The foregoing is so ordered.
NOTES
[1] While this has apparently long been the Mission's policy, it appears, according to plaintiff Diane Arneth, the Medical Coordinator for the Mission, that for five years prior to April 11, 1986, the policy had neither been enforced nor even called to her attention and she (Arneth) up to that time had in fact been furnishing family planning information and medical services to the foster girls and had seen to the availability and keeping of records of forms of birth control so provided.
I further note that the Mission was under State and City oversight during this period and no conflicts with the foregoing were ever brought to the City or State's attention and had it been, I am advised the City and State would have acted promptly under the circumstances.
[2] The Mission has been operating under an informal stay of the implementation of its policy since June 20, 1986 by agreement with the Court.
[3] Lemon v. Kurtzman, 403 U.S. 602, 91 S.Ct. 2105, 29 L.Ed.2d 745 (1971). See also Corporation of the Presiding Bishop v. Amos, 483 U.S. 327, 107 S.Ct. 2862, 2867, 97 L.Ed.2d 273 (1987).
[4] Wilder v. Bernstein, 848 F.2d 1338, 1341 (2d Cir.1988) (religiously affiliated childcare agencies in New York City fulfill what would otherwise be a state function). See also Blum v. Yaretsky, 457 U.S. 991, 1002-05, 102 S.Ct. 2777, 2784-86, 73 L.Ed.2d 534 (1982); Perez v. Sugarman, 499 F.2d 761, 765 (2d Cir.1974).
[5] United States v. Grismore, 564 F.2d 929, 932 (10th Cir.1977), cert. denied, 435 U.S. 954, 98 S.Ct. 1586, 55 L.Ed.2d 806 (1978).
[6] Bowen v. Kendrick, ___ U.S. ___, 108 S.Ct. 2562, 2576, 101 L.Ed.2d 520 (1988).
[7] Carey v. Population Services International, 431 U.S. 678, 97 S.Ct. 2010, 52 L.Ed.2d 675 (1977).
[8] Lady Jane v. Maher, 420 F.Supp. 318 (D.Conn. 1976), aff'd mem. sub nom. Maloney v. Lady Jane, 431 U.S. 926, 97 S.Ct. 2628, 53 L.Ed.2d 242 (1977). Federal and state legislation reflect this constitutional right by mandating that family planning services be afforded to minors receiving governmental benefits, including those in foster care.

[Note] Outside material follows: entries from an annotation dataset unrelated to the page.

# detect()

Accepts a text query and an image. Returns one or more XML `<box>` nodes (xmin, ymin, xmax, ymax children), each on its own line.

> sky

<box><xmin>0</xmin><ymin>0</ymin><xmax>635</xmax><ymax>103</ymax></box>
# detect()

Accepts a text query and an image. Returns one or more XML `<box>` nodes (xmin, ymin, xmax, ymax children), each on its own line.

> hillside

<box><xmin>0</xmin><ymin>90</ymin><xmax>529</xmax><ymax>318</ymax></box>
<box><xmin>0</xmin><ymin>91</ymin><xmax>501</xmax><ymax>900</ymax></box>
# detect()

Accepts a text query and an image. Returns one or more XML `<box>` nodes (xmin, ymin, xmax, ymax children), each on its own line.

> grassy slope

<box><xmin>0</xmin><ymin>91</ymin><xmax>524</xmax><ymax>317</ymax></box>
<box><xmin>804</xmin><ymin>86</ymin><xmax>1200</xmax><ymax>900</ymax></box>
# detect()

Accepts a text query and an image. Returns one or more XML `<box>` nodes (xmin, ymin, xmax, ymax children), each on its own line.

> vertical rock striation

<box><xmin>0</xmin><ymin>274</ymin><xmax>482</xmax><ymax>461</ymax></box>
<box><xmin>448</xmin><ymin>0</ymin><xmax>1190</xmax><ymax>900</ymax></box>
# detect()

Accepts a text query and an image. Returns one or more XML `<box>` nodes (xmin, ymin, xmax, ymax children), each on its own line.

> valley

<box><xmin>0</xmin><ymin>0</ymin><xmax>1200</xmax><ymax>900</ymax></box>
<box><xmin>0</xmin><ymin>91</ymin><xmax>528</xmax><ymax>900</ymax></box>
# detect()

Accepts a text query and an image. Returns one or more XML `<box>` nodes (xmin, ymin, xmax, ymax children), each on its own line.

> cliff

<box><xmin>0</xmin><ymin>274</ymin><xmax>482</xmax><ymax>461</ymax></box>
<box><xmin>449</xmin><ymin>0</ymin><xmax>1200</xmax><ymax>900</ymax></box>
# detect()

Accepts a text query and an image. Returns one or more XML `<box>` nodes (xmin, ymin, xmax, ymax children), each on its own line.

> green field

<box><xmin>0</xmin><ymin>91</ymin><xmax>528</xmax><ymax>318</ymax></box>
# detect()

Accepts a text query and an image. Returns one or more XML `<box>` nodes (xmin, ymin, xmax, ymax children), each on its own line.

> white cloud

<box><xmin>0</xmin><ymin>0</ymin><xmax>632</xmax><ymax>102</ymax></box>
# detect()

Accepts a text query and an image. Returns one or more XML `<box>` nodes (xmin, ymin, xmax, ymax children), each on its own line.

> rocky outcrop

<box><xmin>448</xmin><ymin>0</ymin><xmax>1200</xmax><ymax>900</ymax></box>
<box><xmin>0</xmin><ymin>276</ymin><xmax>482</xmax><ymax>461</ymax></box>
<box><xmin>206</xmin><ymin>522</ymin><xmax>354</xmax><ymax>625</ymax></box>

See 42 U.S.C. § 602(a)(15) (providing for programs offering family planning services to relatives and dependent children receiving federal aid to needy families, including "minors who can be considered to be sexually active"); N.Y.Soc.Serv.L. § 365-a(3)(c) (McKinney 1983) (providing medical services for the needy, including family planning services for sexually active children under 21 who desire such services and supplies).
[9] Nothing expressed herein is, however, to be taken as a limitation on the rightindeed dutyof those charged with the responsibility for the upbringing of those placed in their foster care, whether sectarian or not, to exercise general parental oversight to guide and instruct in those principles of conduct generally accepted for responsible living. Bowen v. Kendrick, supra.
[10] It was on this date that the Court's requested informal stay of enforcement of the policy was consented to by the Mission, see supra.
[11] The mere fact that Monsignor Arpie stated the Mission's now-attacked policy in depositions at which city and state lawyers were present in earlier years does not place a burden upon the city or state to act where according to Ms. Arneth, the Mission's head nurse in this area, see supra, the policy was not being carried out. I do not see the state as having a duty to merely take issue with a policy statement where the policy is concededly not in force.